Among the most popular Arab singers of all time (maybe even to be included into the club of the Great Four of Arabic music), Abdel Halim Hafez was and still very much is an icon. That kind of ‘icon’ whose songs influence revolutions, like the 2011 Egyptian revolution – 35 years after his death.
His early life and music career could have been that of a Edith Piaf – only he was an orphan living in extremely poor Cairo, and not Paris.
Like Piaf, Hafez was rejected for his style of singing in the early days of his career but moved on to become enjoyed by all generations. Unlike the French icon, the ‘King of Arabic Music’ never or rarely recorded a studio album, always performing in sold-out arenas and stadiums; sometimes with him playing many different instruments as well.
You have heard him – not just on your trip to any part of the Middle East. You wonder when? Whenever you listen to Jay Z’s ‘Big Pimpin’, know that producer Timbaland used two complete bars from Hafez’ song ‘Khosara’. (In fact, Jay Z is currently facing legal drama over this.) Listen below.
“You know I, thug em, fuck em, love em, leave em. Cause I don’t fucking need em“: The ode to the ‘pimping’ lifestyle, meaning sex with girls without becoming emotionally attached to them – I’m quoting rap genius – Jay Z’s ‘Big Pimpin’ is not unfamiliar to your ears.
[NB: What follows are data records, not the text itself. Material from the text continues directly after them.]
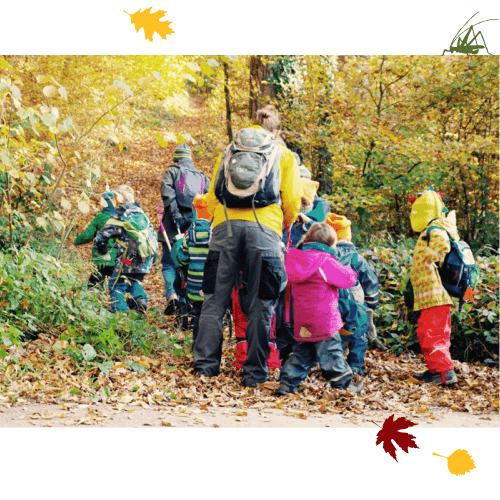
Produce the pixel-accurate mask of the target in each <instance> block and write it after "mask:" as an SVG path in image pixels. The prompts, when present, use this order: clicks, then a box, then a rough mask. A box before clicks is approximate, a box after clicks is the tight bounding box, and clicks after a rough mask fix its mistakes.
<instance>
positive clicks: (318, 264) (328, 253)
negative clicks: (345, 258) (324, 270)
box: [285, 248, 335, 283]
mask: <svg viewBox="0 0 500 500" xmlns="http://www.w3.org/2000/svg"><path fill="white" fill-rule="evenodd" d="M331 258H333V259H335V256H334V255H332V254H330V253H328V252H323V251H321V250H308V251H305V250H298V249H297V248H290V249H289V250H288V254H287V256H286V259H285V267H286V273H287V275H288V279H289V280H290V282H291V283H300V282H302V281H307V280H309V279H310V278H311V277H312V276H313V275H314V274H316V273H317V272H318V270H319V268H320V267H321V266H322V265H323V264H324V263H325V262H326V261H327V260H329V259H331Z"/></svg>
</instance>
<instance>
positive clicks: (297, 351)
mask: <svg viewBox="0 0 500 500" xmlns="http://www.w3.org/2000/svg"><path fill="white" fill-rule="evenodd" d="M342 344H343V342H342V340H341V337H340V334H339V332H336V333H335V335H334V336H333V337H331V338H329V339H327V340H323V341H321V342H295V344H294V346H293V352H292V355H291V356H290V357H289V358H288V359H287V361H286V363H285V365H284V366H283V368H282V369H281V374H280V385H283V386H285V387H286V388H287V389H288V390H289V391H290V392H295V390H296V389H297V388H298V387H299V385H300V384H301V383H302V382H303V381H304V380H305V379H306V378H307V375H308V374H309V372H310V370H311V368H313V367H314V366H316V365H317V364H318V363H319V366H320V368H321V372H322V374H323V377H324V378H325V379H326V380H328V381H330V385H331V386H332V387H333V388H335V389H347V387H349V384H350V383H351V380H352V377H353V375H352V370H351V368H350V367H349V365H348V364H347V361H346V360H345V359H344V353H343V351H342Z"/></svg>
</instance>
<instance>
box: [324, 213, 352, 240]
mask: <svg viewBox="0 0 500 500" xmlns="http://www.w3.org/2000/svg"><path fill="white" fill-rule="evenodd" d="M325 222H326V223H327V224H328V225H329V226H332V227H333V229H335V232H336V233H337V236H338V237H339V241H351V240H352V233H351V221H350V220H349V219H348V218H347V217H345V216H343V215H337V214H328V215H327V216H326V221H325Z"/></svg>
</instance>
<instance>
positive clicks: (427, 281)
mask: <svg viewBox="0 0 500 500" xmlns="http://www.w3.org/2000/svg"><path fill="white" fill-rule="evenodd" d="M431 225H432V226H438V227H439V228H440V229H433V230H432V231H431V233H430V234H431V241H430V243H429V244H427V241H426V240H424V239H423V238H424V237H425V235H426V232H427V231H426V229H424V231H422V234H421V235H420V237H419V239H418V241H417V244H416V246H415V250H414V252H413V263H412V268H411V274H410V276H411V283H412V285H413V291H414V296H415V302H414V307H413V309H414V310H415V311H421V310H422V309H428V308H430V307H436V306H443V305H453V300H452V299H451V297H450V295H449V294H448V292H447V291H446V290H445V288H444V287H443V283H442V282H441V277H440V276H439V272H438V268H437V265H436V263H438V265H442V264H443V261H444V258H445V257H446V254H447V253H448V252H449V251H450V248H451V246H450V240H449V238H448V235H447V234H446V231H448V233H449V234H450V236H451V237H452V238H453V239H454V240H458V239H459V236H458V231H457V226H456V217H455V211H454V210H453V211H451V212H450V214H449V215H448V217H446V218H444V217H440V218H438V219H435V220H432V221H431V222H429V223H428V224H427V227H429V226H431ZM444 230H446V231H444Z"/></svg>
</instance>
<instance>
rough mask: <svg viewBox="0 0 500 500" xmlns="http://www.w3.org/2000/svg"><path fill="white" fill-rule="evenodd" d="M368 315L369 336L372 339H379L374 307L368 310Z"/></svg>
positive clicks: (366, 311)
mask: <svg viewBox="0 0 500 500" xmlns="http://www.w3.org/2000/svg"><path fill="white" fill-rule="evenodd" d="M366 316H367V317H368V338H369V339H370V340H376V339H377V329H376V328H375V324H374V323H373V309H368V310H367V311H366Z"/></svg>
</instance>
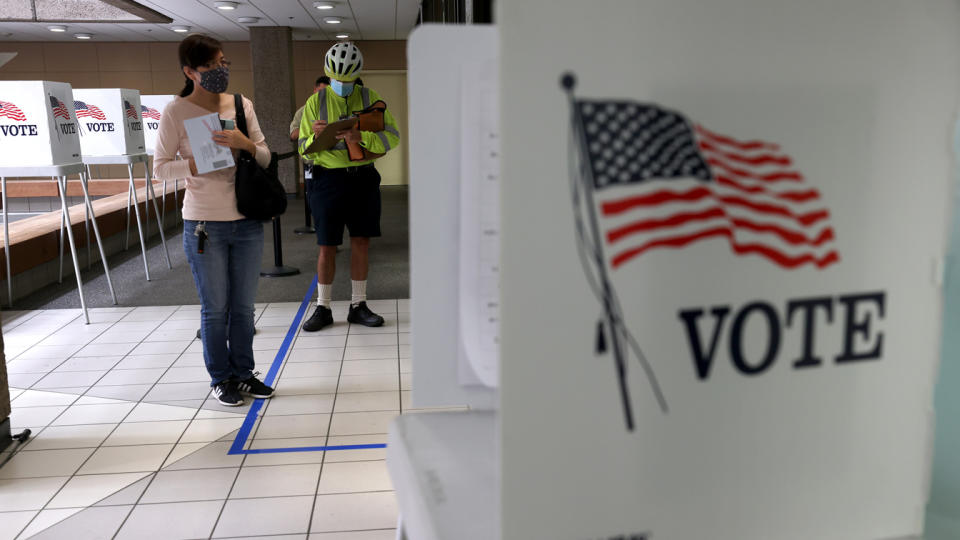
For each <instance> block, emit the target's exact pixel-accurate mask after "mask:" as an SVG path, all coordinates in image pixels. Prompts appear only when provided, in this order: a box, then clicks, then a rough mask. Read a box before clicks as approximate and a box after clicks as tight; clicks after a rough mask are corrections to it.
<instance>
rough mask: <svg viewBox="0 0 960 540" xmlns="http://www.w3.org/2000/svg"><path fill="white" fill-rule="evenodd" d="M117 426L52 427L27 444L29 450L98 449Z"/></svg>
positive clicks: (110, 424) (70, 426)
mask: <svg viewBox="0 0 960 540" xmlns="http://www.w3.org/2000/svg"><path fill="white" fill-rule="evenodd" d="M114 427H116V424H93V425H86V426H50V427H48V428H46V429H44V430H43V431H41V432H40V433H39V434H37V435H35V436H34V438H33V440H32V441H30V442H29V443H27V446H26V447H25V449H29V450H58V449H63V448H96V447H97V446H100V443H102V442H103V441H104V440H105V439H106V438H107V436H108V435H110V432H112V431H113V428H114Z"/></svg>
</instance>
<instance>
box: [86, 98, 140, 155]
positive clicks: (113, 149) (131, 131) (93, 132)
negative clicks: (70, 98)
mask: <svg viewBox="0 0 960 540" xmlns="http://www.w3.org/2000/svg"><path fill="white" fill-rule="evenodd" d="M73 96H74V108H75V109H76V114H77V120H78V122H79V131H80V147H81V149H82V150H83V155H85V156H120V155H127V154H141V153H143V152H145V150H146V148H145V143H144V136H143V120H142V119H141V116H140V92H138V91H137V90H129V89H126V88H83V89H76V90H74V91H73Z"/></svg>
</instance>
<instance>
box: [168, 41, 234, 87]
mask: <svg viewBox="0 0 960 540" xmlns="http://www.w3.org/2000/svg"><path fill="white" fill-rule="evenodd" d="M221 50H223V45H222V44H221V43H220V42H219V41H217V40H216V39H214V38H212V37H210V36H207V35H204V34H190V35H189V36H187V37H186V38H184V40H183V41H181V42H180V48H179V49H178V51H177V54H178V55H179V56H180V69H181V70H183V67H184V66H187V67H189V68H191V69H197V68H198V67H200V66H202V65H205V64H207V63H209V62H210V61H211V60H213V59H214V57H216V56H217V53H218V52H220V51H221ZM185 78H186V79H187V81H186V83H185V84H184V85H183V90H181V91H180V97H187V96H189V95H190V94H191V93H193V81H192V80H190V77H186V76H185Z"/></svg>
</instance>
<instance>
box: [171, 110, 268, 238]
mask: <svg viewBox="0 0 960 540" xmlns="http://www.w3.org/2000/svg"><path fill="white" fill-rule="evenodd" d="M224 101H225V100H224ZM211 112H212V111H208V110H207V109H204V108H203V107H201V106H199V105H196V104H194V103H191V102H190V101H187V100H186V99H184V98H182V97H177V98H176V99H174V100H173V101H171V102H170V103H169V104H168V105H167V106H166V108H164V110H163V117H162V119H161V120H160V127H159V129H158V130H157V143H156V149H155V150H154V157H153V176H154V177H156V178H158V179H160V180H174V179H179V178H183V179H186V186H187V191H186V194H185V195H184V197H183V218H184V219H190V220H195V221H237V220H240V219H244V216H243V214H241V213H240V212H239V211H237V194H236V192H235V191H234V182H235V177H236V176H235V175H236V171H237V168H236V167H230V168H227V169H220V170H218V171H211V172H208V173H206V174H201V175H197V176H192V175H191V174H190V164H189V162H188V160H189V159H190V158H192V157H193V151H192V150H191V149H190V140H189V139H188V138H187V130H186V129H185V128H184V127H183V121H184V120H186V119H188V118H195V117H197V116H203V115H205V114H210V113H211ZM243 112H244V114H245V115H246V118H247V133H248V137H249V138H250V140H251V141H252V142H253V144H255V145H256V146H257V152H256V155H255V156H254V157H255V158H256V160H257V163H259V164H260V165H261V166H262V167H266V166H267V165H269V164H270V150H269V149H268V148H267V143H266V140H265V138H264V136H263V132H261V131H260V124H259V122H257V114H256V112H254V110H253V103H252V102H251V101H250V100H249V99H247V98H243ZM236 116H237V114H236V110H235V109H234V106H233V100H232V99H231V100H230V105H229V106H226V107H223V108H221V110H220V118H221V119H223V120H236ZM178 153H179V154H180V156H181V157H182V158H183V159H180V160H178V159H176V157H177V154H178ZM237 154H239V151H238V150H233V157H234V158H236V157H237Z"/></svg>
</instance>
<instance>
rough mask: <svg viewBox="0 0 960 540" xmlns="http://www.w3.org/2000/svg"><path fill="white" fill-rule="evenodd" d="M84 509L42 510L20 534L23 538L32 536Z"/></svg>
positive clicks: (64, 508)
mask: <svg viewBox="0 0 960 540" xmlns="http://www.w3.org/2000/svg"><path fill="white" fill-rule="evenodd" d="M81 510H83V509H82V508H57V509H55V510H54V509H50V510H42V511H41V512H40V513H39V514H37V517H35V518H34V519H33V521H31V522H30V525H27V528H26V529H24V530H23V532H22V533H20V536H21V537H23V538H30V537H32V536H34V535H36V534H37V533H40V532H42V531H44V530H45V529H48V528H50V527H52V526H54V525H56V524H57V523H60V522H61V521H63V520H65V519H67V518H68V517H70V516H72V515H74V514H76V513H77V512H79V511H81Z"/></svg>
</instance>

Hafez used the same melody decades earlier. I translated (and summed up) the lyrics for you. Let’s see what meaning he gave to the song as opposed to his admirer. Listen below.
What a loss, what a loss
Your separation, oh neighbour
My eyes are weeping for you with bitterness
What a loss
Every day I’ve been searching for you
Only to find out that I see life through you
My eyes are sleepless
My tears are bewildered
What a loss, what a shame
We forgive Jay Z though. Jay has reportedly expressed embarrassment for and disclaimed the song’s subject in years since: “I can’t believe I said that, and kept saying it. What kind of animal would say this sort of thing?” Hafez certainly wouldn’t.